The End of Conceptualism

The exhibition title »Whatness« emphasizes the shared aspect in the work of two young sculptors, Esther Kläs and Johannes Wald. Their sculptures reflect the way sculpture emerges, the production process, but also the discrepancy between idea and realisation of a sculpture. Thus, book and exhibition tie in with the steady expansion of the concept of sculpture beginning in the 1960s. Johannes Wald, born in 1980 in Sindelfingen, formulates questions in relation to sculpture. Yet, primarily sculp­tural qualities, such as haptics, materiality and three-­dimensionality are secondary for Wald; his main interest is the disclosure of conditions, manufacturing processes and materials. Born in Mainz in 1981, and now living and working in New York, Esther Kläs examines in her re­duced sculptures the interplay of material, form and ­construction. Qualities imposed by the materials are ignored. The questions raised by her work, are aimed at the viewer, how they confront the sculptures and their willingness to classify them.

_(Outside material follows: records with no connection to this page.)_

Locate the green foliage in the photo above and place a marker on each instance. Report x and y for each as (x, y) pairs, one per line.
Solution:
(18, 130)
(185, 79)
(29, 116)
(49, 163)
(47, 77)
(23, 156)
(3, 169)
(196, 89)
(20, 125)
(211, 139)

»Beauty is beheld by the imagination«, according to Joyce; this also applies to the work of Esther Kläs and Johannes Wald. The title »Whatness«, borrowed from Joyce’s translation of Thomas Aquinas, points to Sosein, to object-in-time, its essence, its nature, in contrast to the existence of an object; an object is questioned with regard to what it is.